Again, this not quite correct.  You are talking about "winkin" of
derived objects.  To use this, first, you have to be using clearmake to
build your derived objects instead of normal make or whatever: normal
tools behave just as they would anywhere else.

If you use clearmake, it can "winkin" derived objects built by others IF
it knows that the result of the build command would be the same.  In
that case it creates what could be considered a "hard link" in your
view, pointing to a single shared version of the object.  So, there is
no copy going on here: only one physical copy of the object actually
exists anywhere: this saves the compile time, of course, and it also
saves disk space.

As with anything, there are definite tradeoffs to be made (mainly in
terms of speed and complexity).

  csm> This is fine if your machines are homogeneous. However,
  csm> it can cause subtle build errors if you are mixing the
  csm> tool chains between machines.

Only if you're careless with your makefiles.  Clearmake uses a very
rigorous comparison to make sure the object is winkin-able.  Besides the
obvious (the same version of all the elements used to build the object)
it also stores the command line used to build it, and if a string
comparison of the command line differs in any way (options that come in
a different order, or even extra whitespace) then winkin doesn't happen.

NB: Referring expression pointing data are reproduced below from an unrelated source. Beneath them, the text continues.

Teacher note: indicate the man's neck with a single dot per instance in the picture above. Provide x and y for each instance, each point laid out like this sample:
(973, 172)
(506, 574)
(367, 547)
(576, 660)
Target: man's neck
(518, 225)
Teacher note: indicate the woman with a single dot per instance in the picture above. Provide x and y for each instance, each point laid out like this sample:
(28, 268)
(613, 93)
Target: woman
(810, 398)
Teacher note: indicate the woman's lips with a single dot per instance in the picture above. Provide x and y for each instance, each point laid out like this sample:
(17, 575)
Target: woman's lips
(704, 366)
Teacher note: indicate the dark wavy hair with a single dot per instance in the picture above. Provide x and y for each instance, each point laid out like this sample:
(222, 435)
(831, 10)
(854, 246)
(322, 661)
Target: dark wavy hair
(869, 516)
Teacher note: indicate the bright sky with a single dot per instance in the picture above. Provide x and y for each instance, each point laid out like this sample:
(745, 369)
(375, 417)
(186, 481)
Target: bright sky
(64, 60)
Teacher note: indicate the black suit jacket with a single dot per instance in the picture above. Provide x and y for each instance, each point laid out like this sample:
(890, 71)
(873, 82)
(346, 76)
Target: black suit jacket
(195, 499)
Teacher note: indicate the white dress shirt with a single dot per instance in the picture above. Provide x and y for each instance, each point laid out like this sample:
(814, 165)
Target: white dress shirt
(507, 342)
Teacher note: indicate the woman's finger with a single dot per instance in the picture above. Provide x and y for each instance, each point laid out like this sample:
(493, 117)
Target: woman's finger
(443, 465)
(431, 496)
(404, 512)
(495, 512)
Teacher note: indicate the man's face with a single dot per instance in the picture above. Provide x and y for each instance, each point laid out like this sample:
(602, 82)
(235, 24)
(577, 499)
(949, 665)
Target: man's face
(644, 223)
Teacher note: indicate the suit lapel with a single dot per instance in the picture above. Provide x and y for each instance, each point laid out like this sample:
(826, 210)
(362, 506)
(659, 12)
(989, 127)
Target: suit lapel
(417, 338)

So, all you have to do to make sure that you don't get these errors is
ensure that your command line contains text related to the target you
want to build.  This can be done through the compiler name (ppc-gcc), or
some argument (-DPPC), or the name of the directory where object files
are put (-o ppc/foo.o), or any other difference.

The rules for this just make good sense anyway, for any multi-targeted
build environment, so it's not a hardship.


ClearCase is a very rich, very complex environment.  It's got some very
cool parts, and it's also got some very big issues.

Anyway, I don't think this list is the right place to discuss it, as
ClearCase is most definitely not free software.

-- 
-------------------------------------------------------------------------------
 Paul D. Smith <psmith@nortel.com>           HASMAT: HA Software Mthds & Tools
 "Please remain calm...I may be mad, but I am a professional." --Mad Scientist
-------------------------------------------------------------------------------
   These are my opinions---Nortel Networks takes no responsibility for them.